Details of the Compromise
Wordfence, a WordPress security firm, revealed that the attackers infiltrated the vendor’s build and distribution systems. They injected backdoor code into the Pro versions of plugins, which were distributed through official licensed update channels. The affected plugins include Product Slider Pro for WooCommerce (versions before 3.5.4), Real Testimonials Pro (version 3.2.5), and Smart Post Show Pro (versions before 4.0.2).
Notably, this breach only impacts the Pro versions distributed via ShapedPlugin’s Easy Digital Downloads (EDD) system at account.shapedplugin[.]com, leaving free versions on WordPress.org untouched.
Severity and Impact
The supply chain breach concerning Product Slider Pro for WooCommerce has been designated CVE-2026-49777, with a critical CVSS score of 10.0. The overall incident bears the CVE identifier CVE-2026-10735, scoring 9.8. The compromised plugins utilize a loader that activates with every admin page load, retrieving a payload from a remote server to install a fake plugin.
Once deployed, the malware communicates the compromised domain back to the server, then removes itself to hinder response measures. It also hides from the WordPress admin plugin list, capturing credentials and 2FA codes in plaintext.

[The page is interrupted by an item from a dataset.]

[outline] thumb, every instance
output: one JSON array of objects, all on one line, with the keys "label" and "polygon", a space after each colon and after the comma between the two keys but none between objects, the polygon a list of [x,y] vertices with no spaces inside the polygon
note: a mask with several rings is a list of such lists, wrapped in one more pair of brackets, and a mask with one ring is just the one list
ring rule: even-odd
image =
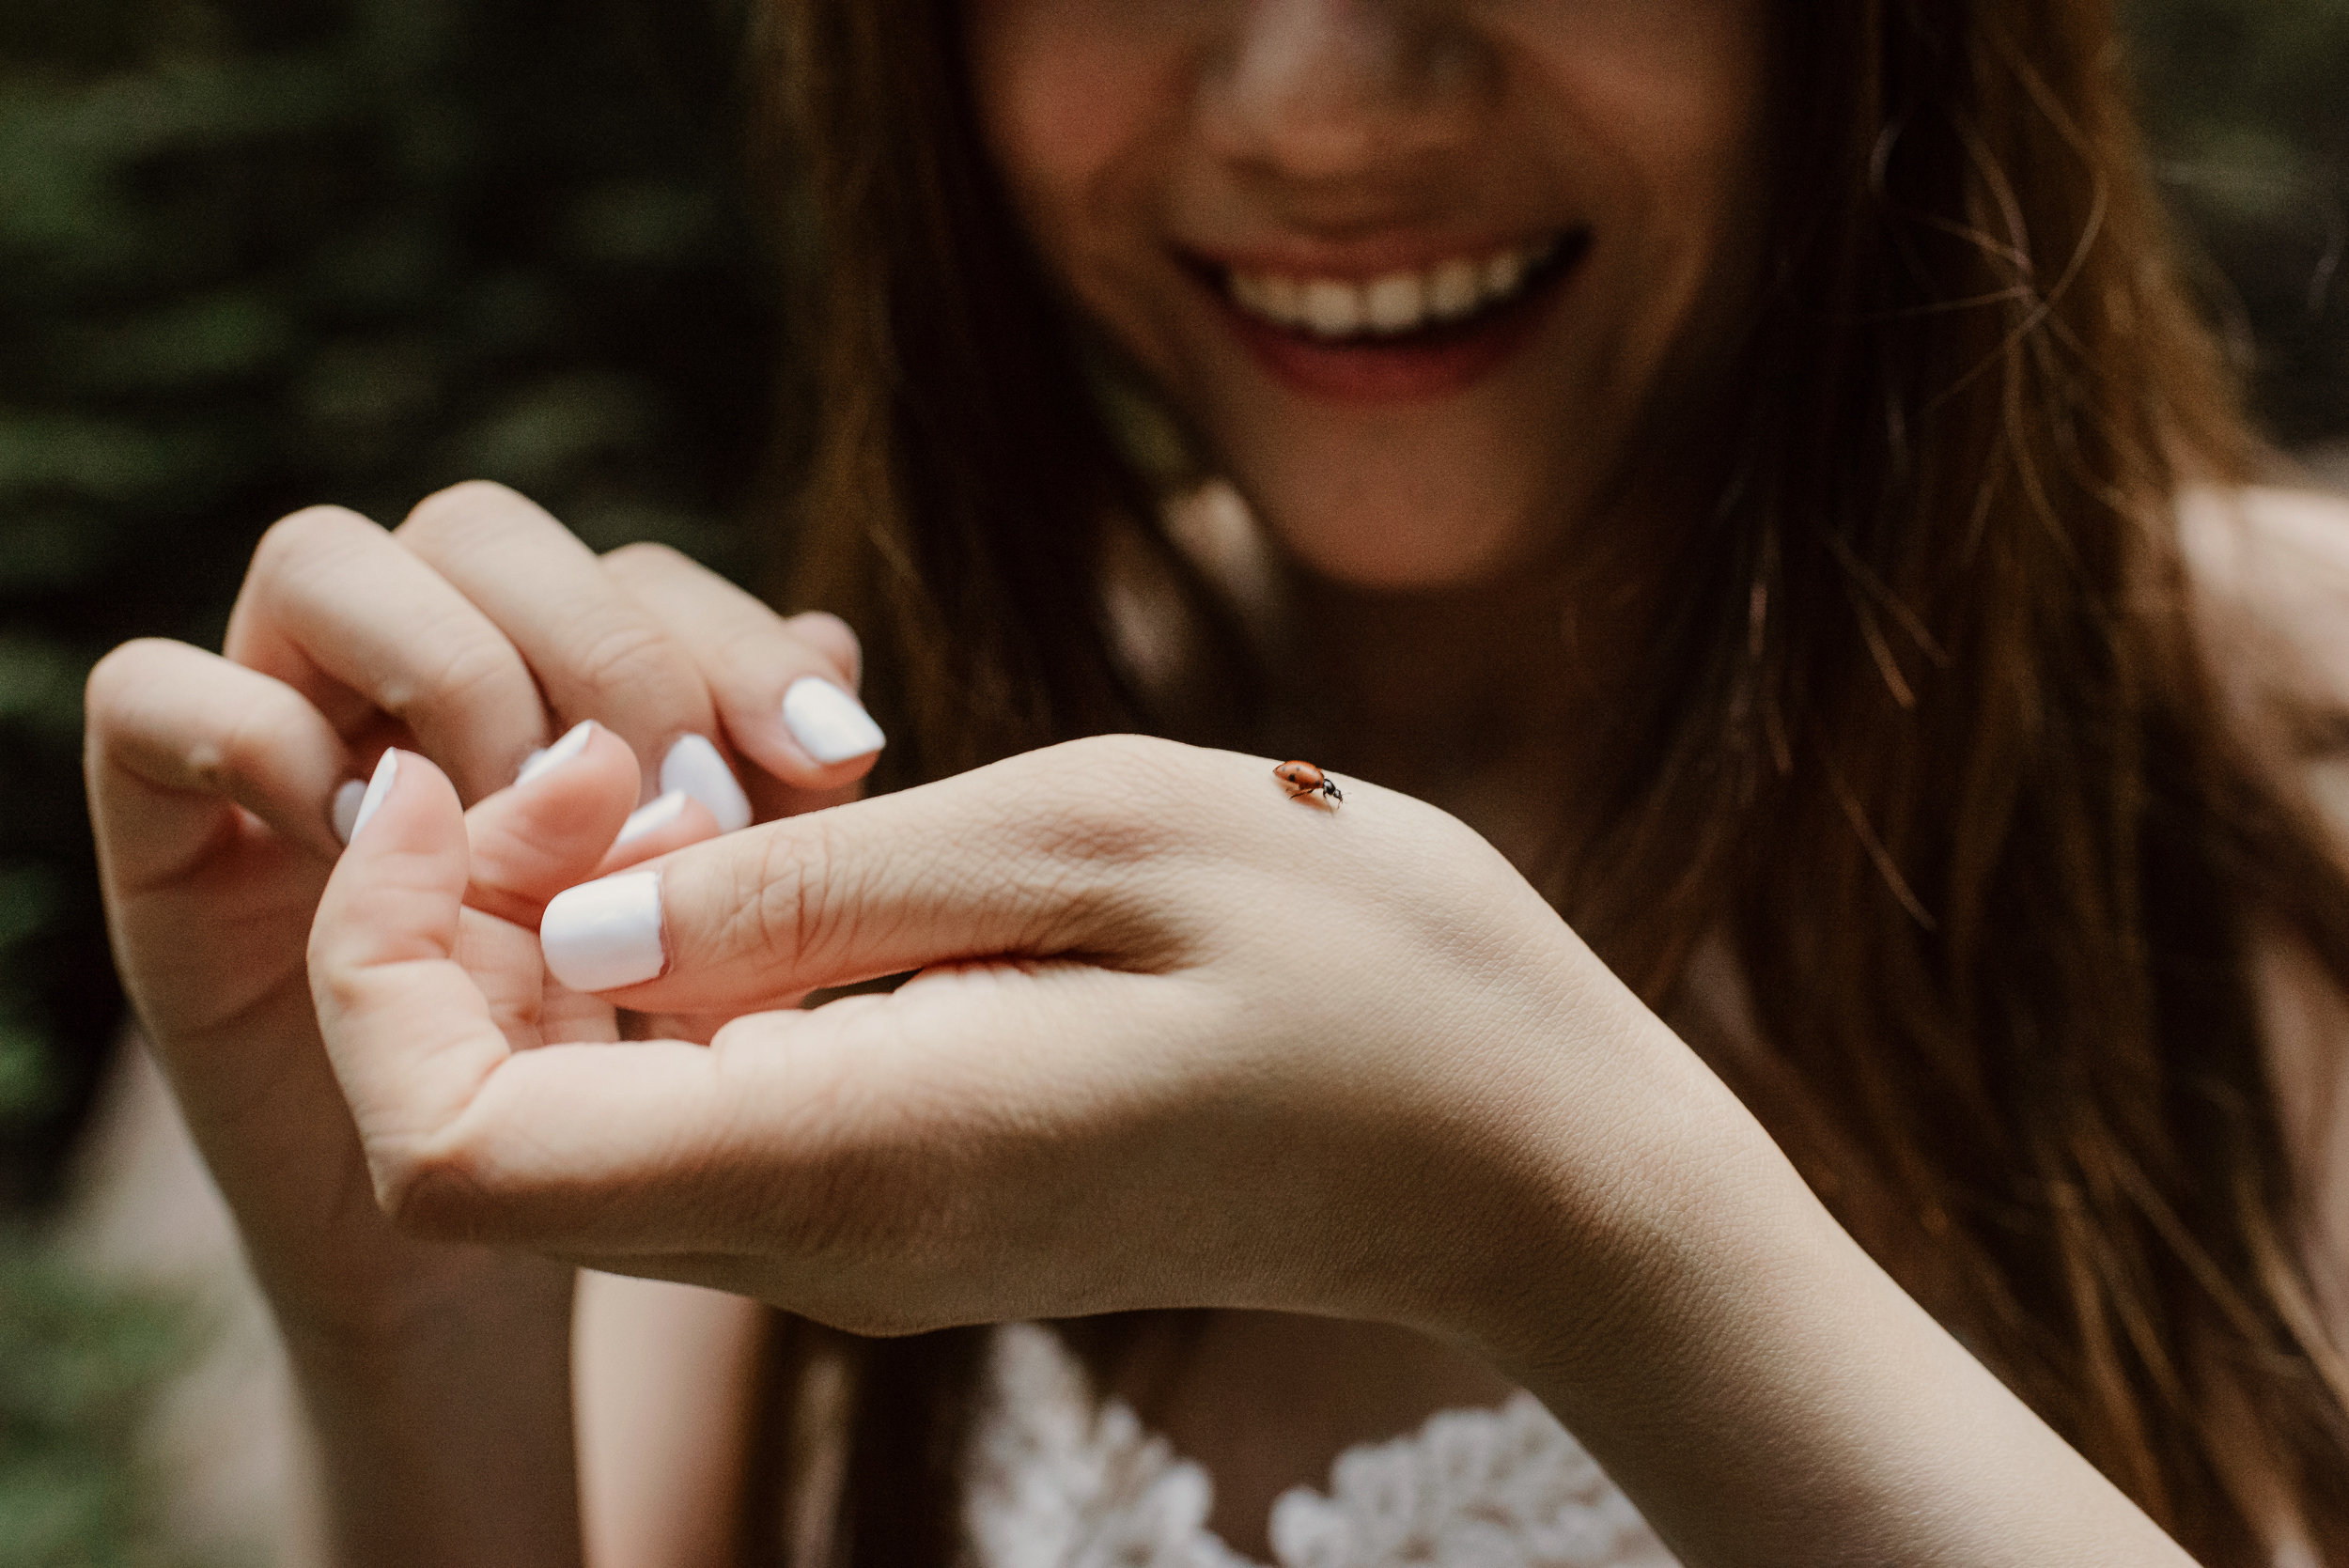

Technical Exploitation and Response
The attack includes multiple persistence strategies, allowing arbitrary file writes via a REST endpoint with a specific authentication token, and deploying a web shell with command execution capabilities. A PHP script named “install-persistent.php” is used, extracting data such as wp-config.php contents, admin account details, mail plugin credentials, and recent WooCommerce order data.
This file is subsequently deleted to obscure the attack. The breach likely resulted from a compromise in the build pipeline rather than the direct tampering of packages.
ShapedPlugin acknowledged the incident and is reassessing its release processes to fortify product integrity. Updated versions of the affected plugins will undergo thorough security evaluations before release.
Recommendations and Future Measures
Site owners using the compromised versions are advised to reset all passwords, revoke and regenerate 2FA secrets, scrutinize admin accounts for unauthorized changes, and examine mail plugin configurations for altered SMTP credentials.
ShapedPlugin’s swift response and commitment to security reviews signal a proactive stance in safeguarding its user base against future threats.